In essence, many argue for a return to such policies of helping suppliers, not consumers, since consumer harm cannot be clearly demonstrated.

It is debatable whether policies aimed at protecting suppliers work long term. Still, to the extent new antitrust action might be taken, it will be using non-direct and non-quantifiable measures of harm. Privacy protection seems the most-obvious new culprit.

The Antitrust Case Against Facebook by Dina Srinivasan links Facebook’s privacy policies with monopoly abuses, in keeping with a trend by some to revise traditional tests of market power, as it is difficult, under the existing framework, to find consumer harm when no actual price is charged for use of a product.

So the new tack is to enshrine new tests--privacy protection, mostly--of monopoly power that have no historic justification.

Many call this the New Brandeis school of antitrust, which argues that what matters is market structure, not consumer harm, since Internet era firms including Google, Facebook and Amazon provide consumer benefits at zero prices, or have demonstrably contributed to lower prices.

The subject of antitrust then becomes market structure itself, not consumer harm in the form of higher prices, for example. Some call this a shift to antimonopoly, rather than antitrust, with benefits that are more social and political than economic.

The enemy is “bigness,” not consumer welfare, though some might argue “bigness” is not the problem as much as the ability to exploit bigness. As a practical matter, the real-world test will be bigness itself. How well that will work, if at all, remains to be seen.

Historically, one might note that prior efforts to break up industry power have always resulted in re-accumulation of market share. Market structures do not remain fragmented, but re-concentrate. That is what happens when any competitor creates products that buyers consider superior.

One might note the European telecom regulatory community essentially moved in that direction in mandating wholesale policies for producers in the connectivity business, allowing multiple retailers to use a monopoly network.

That clearly produced more retail competition.
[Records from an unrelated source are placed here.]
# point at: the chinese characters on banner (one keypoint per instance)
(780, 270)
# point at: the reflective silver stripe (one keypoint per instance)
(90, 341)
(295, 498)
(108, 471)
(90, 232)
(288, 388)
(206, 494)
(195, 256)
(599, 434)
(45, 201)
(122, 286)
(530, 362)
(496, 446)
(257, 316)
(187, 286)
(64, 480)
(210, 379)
It also has reduced profit margins in the industry that limit investment and innovation. It is not clear how much consumers have benefited. It seems fairly clear that investment has suffered.

Traditional antitrust violations that cause identifiable or potential “consumer harm.” The key concept here is “consumer harm,” not “producer harm.” That notion underlies consumer protection policies of all sorts, including actions to break up companies to promote more competition.

And that is where the emergence of “free to use” services and applications raises new questions for some, especially a shift of focus from protecting consumers to protecting producers. In other words, regulatory intervention is justified not because consumers are harmed in the old sense of high prices possible because of monopoly power, but despite the ability to quantify such harm.  

The idea that policy is organized around protecting producers, rather than consumers, is not new. But it is a shift back to acting even when consumer harm, in the form of higher prices, cannot be alleged.

Parenthetically, one might also ask what becomes of contestants in global markets, where scale matters, if “bigness” itself becomes grounds for antitrust or anti-monopoly action.

Sometimes, scale is necessary to compete. That is the argument, generally speaking, for the T-Mobile merger with Sprint. Only the merged firm can compete with AT&T and Verizon, many argue.

In that case, the New Brandeis focus on market structure will fail, as well. Oligopoly is an economic requirement, in the capital-intensive retail connectivity business.